Twoje prawa do wynagrodzenia w razie choroby zależą od tego, co jest w umowie o pracę. Umowy mają zwykle jasny pisemny termin określający, ile otrzymujesz w przypadku choroby. Często umowa przewiduje pełne wynagrodzenie za określony okres, a następnie obniżone wynagrodzenie za kolejny okres, z zastrzeżeniem warunków zgłoszenia nieobecności chorobowej.
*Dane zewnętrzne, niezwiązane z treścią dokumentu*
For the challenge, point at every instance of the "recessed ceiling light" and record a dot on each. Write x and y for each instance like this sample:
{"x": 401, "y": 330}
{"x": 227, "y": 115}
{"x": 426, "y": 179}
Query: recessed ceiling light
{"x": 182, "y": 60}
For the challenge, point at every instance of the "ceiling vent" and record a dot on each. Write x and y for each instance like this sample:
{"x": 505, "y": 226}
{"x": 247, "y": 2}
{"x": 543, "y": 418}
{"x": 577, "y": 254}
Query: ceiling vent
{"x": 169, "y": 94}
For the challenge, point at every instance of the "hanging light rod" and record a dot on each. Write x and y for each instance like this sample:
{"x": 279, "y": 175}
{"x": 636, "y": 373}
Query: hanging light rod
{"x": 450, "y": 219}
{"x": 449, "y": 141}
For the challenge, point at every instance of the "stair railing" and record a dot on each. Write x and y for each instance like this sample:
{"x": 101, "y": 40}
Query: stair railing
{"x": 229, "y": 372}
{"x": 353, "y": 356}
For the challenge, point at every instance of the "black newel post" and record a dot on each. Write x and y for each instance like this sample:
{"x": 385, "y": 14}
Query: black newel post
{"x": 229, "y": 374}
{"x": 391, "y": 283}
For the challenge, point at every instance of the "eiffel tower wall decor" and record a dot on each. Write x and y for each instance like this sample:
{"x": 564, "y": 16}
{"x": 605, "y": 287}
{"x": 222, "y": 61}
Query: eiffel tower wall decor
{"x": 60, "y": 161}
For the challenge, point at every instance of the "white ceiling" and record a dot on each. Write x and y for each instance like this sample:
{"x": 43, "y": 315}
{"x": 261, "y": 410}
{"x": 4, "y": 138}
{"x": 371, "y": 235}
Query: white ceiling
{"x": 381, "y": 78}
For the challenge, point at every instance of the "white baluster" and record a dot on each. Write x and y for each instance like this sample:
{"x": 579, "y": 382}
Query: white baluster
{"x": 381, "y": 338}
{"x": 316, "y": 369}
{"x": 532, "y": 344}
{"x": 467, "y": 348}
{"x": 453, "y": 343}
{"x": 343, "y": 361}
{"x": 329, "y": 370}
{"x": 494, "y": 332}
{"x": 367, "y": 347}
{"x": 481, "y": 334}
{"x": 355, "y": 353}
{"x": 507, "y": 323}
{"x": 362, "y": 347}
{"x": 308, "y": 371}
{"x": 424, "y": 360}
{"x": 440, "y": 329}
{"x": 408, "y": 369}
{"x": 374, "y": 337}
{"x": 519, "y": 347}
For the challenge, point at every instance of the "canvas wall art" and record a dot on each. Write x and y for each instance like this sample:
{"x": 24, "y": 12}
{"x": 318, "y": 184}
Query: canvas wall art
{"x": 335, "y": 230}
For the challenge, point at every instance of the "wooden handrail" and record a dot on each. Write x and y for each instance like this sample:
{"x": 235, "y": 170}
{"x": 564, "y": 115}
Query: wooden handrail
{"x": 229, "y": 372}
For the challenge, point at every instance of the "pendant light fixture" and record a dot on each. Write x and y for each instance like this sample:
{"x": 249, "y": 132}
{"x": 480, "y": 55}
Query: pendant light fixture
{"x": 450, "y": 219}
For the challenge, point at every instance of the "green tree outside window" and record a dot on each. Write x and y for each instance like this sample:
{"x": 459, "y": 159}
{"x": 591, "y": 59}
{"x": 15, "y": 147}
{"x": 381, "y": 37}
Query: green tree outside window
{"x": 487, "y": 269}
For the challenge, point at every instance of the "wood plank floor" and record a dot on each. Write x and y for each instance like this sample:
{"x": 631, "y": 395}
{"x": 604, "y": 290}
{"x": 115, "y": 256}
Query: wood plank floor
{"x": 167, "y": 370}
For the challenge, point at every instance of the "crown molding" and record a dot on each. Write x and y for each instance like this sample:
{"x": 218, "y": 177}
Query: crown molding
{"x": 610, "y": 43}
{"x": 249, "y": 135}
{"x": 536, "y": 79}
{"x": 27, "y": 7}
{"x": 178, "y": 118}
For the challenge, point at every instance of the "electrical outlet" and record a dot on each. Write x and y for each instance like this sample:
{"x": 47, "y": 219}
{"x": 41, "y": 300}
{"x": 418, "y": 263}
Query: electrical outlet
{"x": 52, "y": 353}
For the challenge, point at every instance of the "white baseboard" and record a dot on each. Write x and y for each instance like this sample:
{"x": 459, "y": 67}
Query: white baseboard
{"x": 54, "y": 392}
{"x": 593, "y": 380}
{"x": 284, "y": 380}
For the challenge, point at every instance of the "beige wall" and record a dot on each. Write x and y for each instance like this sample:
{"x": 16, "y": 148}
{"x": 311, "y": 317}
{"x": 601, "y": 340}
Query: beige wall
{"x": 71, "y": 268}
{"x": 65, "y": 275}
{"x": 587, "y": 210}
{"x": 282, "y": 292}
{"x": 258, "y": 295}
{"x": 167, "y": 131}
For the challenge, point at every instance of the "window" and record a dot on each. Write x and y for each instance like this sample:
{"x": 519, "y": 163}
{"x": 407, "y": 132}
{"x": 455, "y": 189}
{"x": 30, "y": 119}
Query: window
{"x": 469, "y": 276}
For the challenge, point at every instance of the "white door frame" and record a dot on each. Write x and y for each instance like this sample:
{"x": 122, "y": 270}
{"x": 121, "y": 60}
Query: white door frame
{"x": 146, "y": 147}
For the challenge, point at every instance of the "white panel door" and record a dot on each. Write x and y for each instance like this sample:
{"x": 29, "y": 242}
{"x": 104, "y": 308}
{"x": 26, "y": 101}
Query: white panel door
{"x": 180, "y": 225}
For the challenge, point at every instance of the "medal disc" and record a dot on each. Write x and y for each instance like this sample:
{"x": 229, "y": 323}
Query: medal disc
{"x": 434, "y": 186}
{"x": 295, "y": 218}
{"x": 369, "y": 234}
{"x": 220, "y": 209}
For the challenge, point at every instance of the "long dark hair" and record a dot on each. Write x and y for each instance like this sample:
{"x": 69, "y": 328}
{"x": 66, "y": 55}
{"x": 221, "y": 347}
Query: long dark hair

jeżeli w umowie milczy o zasiłku chorobowym, sąd może w pewnych okolicznościach oznaczać termin dający ci umowne prawo do zasiłku chorobowego. Innymi słowy, w oparciu o zwyczaj i praktykę – to znaczy, że wynagrodzenie chorobowe zawsze było wypłacane na określonym poziomie lub przez określony czas w przeszłości – może istnieć domniemane umowne prawo do otrzymywania wynagrodzenia chorobowego na tej podstawie, nawet jeśli prawo to nie zostało zapisane.
zwłaszcza w miejscach pracy niezwiązanych ze związkami zawodowymi nie jest niczym niezwykłym, że w umowie o pracę stwierdza się np., że umowne wynagrodzenie chorobowe jest wypłacane „według uznania pracodawcy”. Nawet jeśli umowa zawiera takie sformułowania, pracodawca musi nadal wypłacać ustawową minimalną wypłatę chorobową (zwaną ustawową wypłatą chorobową). A pracodawca nie może wykonywać żadnej dyskrecji irracjonalnie lub arbitralnie, ani angażować się w dyskryminację, molestowanie lub wiktymizację.
a pracodawca nie może naruszać podstawowego obowiązku zaufania i zaufania należnego wszystkim pracownikom.
z tych wszystkich powodów większość dużych pracodawców, zwłaszcza tam, gdzie związki zawodowe są uznawane, woli wynegocjować jasne zasady, które określają, kiedy wynagrodzenie chorobowe jest i nie będzie wypłacane.
jeśli nie masz umownego prawa do zasiłku chorobowego, Twój pracodawca musi wypłacać zasiłek chorobowy w ramach programu nie mniej hojnego niż program ustawowy. Jest to tzw. „Statutary Sick Pay” (ssp) i jest płatne, z zastrzeżeniem warunków kwalifikujących, w ramach Narodowego Systemu składek na ubezpieczenie społeczne przez okres do 28 tygodni.